Schaffa sometimes tells stories in the evenings, while dinner cooks. In them, the Yumenes of the past is a place both wondrous and strange, as alien as the bottom of the sea. (It is always the Yumenes of the past. Recent Yumenes is lost to him, along with his memories of the Schaffa he used to be.) Even the idea of Yumenes is hard for Nassun to comprehend: millions of people, none of them farmers or miners or anything that fits within the range of her experience, many of them obsessed with strange fads and politics and alignments far more complex than those of caste or race. Leaders, but also the elite Yumenescene Leadership families. Strongbacks of the union and those without, varying by their connections and financial security. Innovators from generations-old families who competed to be sent off to the Seventh University, and Innovators who merely built and repaired trinkets out of the city’s shantytowns. It is strange to realize that much of Yumenes’s strangeness was simply because it lasted so long. It had old families. Books in its libraries that were older than Tirimo. Organizations that remembered, and avenged, slights from three or four Seasons back.

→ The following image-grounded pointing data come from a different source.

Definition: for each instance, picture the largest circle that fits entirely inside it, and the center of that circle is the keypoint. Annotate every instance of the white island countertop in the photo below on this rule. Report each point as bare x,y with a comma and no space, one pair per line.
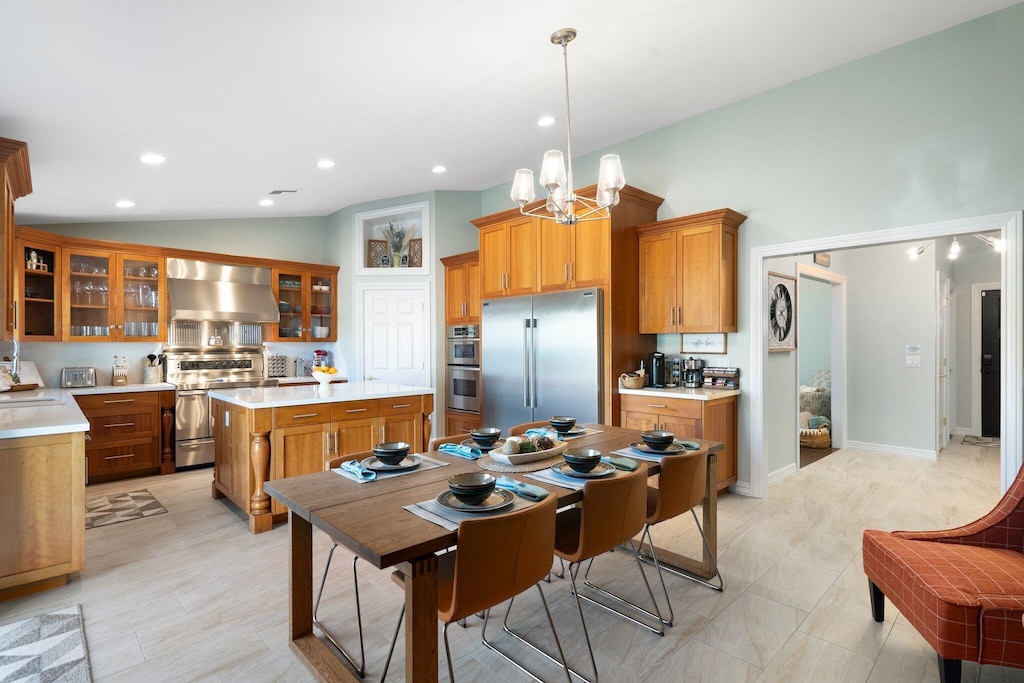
682,392
39,413
282,396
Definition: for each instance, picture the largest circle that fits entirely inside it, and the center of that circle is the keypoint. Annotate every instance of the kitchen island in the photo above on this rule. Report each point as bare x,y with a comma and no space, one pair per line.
42,491
263,433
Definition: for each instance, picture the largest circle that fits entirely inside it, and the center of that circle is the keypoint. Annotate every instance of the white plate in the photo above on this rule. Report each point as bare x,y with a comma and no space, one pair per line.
408,463
602,470
499,499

Schaffa also tells her about the Fulcrum, although not much. There is another memory hole here, deep and fathomless as an obelisk—though Nassun finds herself unable to resist probing its edges. It is a space that her mother once inhabited, after all, and in spite of everything, this fascinates her. Schaffa remembers Essun poorly, however, even when Nassun works up the courage to ask direct questions about the matter. He tries to answer Nassun, but his speech is halting when he does, and the look that crosses his face is pained, troubled, paler than usual. She therefore forces herself to ask these questions slowly, hours or days apart, to give him time to recover in between. What she learns is little more than she has already guessed about her mother and the Fulcrum and life before the Season. It helps to hear it, nevertheless.

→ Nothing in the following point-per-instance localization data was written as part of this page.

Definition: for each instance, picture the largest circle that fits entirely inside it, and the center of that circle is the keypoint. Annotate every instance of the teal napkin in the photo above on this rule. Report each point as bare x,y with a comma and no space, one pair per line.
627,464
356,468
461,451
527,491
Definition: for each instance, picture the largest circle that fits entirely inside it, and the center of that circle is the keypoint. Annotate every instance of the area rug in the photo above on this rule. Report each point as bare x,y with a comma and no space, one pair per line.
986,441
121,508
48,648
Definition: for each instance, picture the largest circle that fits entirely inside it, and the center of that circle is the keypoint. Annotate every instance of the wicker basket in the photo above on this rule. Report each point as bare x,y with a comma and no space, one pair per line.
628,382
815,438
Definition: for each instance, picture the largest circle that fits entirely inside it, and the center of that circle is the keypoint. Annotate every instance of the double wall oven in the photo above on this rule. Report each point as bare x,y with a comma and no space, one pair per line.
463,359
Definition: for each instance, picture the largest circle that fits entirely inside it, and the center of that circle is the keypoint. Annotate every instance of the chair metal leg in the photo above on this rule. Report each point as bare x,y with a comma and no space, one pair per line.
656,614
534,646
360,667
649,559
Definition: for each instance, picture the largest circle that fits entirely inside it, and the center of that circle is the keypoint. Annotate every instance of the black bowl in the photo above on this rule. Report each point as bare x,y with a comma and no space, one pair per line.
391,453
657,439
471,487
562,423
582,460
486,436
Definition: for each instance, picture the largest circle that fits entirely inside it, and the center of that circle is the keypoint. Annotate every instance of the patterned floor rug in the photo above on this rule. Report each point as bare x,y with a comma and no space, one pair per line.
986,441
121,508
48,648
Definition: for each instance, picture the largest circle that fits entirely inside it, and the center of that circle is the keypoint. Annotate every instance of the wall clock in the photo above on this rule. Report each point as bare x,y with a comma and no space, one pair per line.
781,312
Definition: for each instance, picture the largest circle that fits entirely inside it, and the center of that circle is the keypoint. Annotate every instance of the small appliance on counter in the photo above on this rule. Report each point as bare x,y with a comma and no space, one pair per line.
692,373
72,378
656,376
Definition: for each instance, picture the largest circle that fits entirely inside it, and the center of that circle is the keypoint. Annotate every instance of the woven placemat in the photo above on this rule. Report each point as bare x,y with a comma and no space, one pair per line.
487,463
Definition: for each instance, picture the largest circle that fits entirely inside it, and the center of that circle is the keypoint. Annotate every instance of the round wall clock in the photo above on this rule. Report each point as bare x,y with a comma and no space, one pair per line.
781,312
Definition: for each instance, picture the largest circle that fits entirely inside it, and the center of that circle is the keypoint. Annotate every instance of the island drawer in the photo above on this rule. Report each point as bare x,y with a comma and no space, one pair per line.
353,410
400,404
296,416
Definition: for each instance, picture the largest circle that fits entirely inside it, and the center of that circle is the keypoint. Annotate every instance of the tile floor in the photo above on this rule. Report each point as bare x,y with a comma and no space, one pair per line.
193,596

The miles pass like this, in memory and edged-around pain.
Conditions in the Antarctics grow worse by the day. The ashfall is no longer intermittent, and the landscape has begun to turn into a still life of hills and ridges and dying plants chiseled in gray-white. Nassun starts to miss the sight of the sun. One night they hear the squeals of what must be a large kirkhusa romp out hunting, though fortunately the sound is distant. One day they pass a pond whose surface is mirror-gray from floating ash; the water underneath is disturbingly still, given that the pond is fed by a rapid stream. Although their canteens are low, Nassun looks at Schaffa, and Schaffa nods in silent, wary agreement. There’s nothing overtly wrong, but … well. Surviving a Season is as much a matter of having the right instincts as having the right tools. They avoid the still water, and live.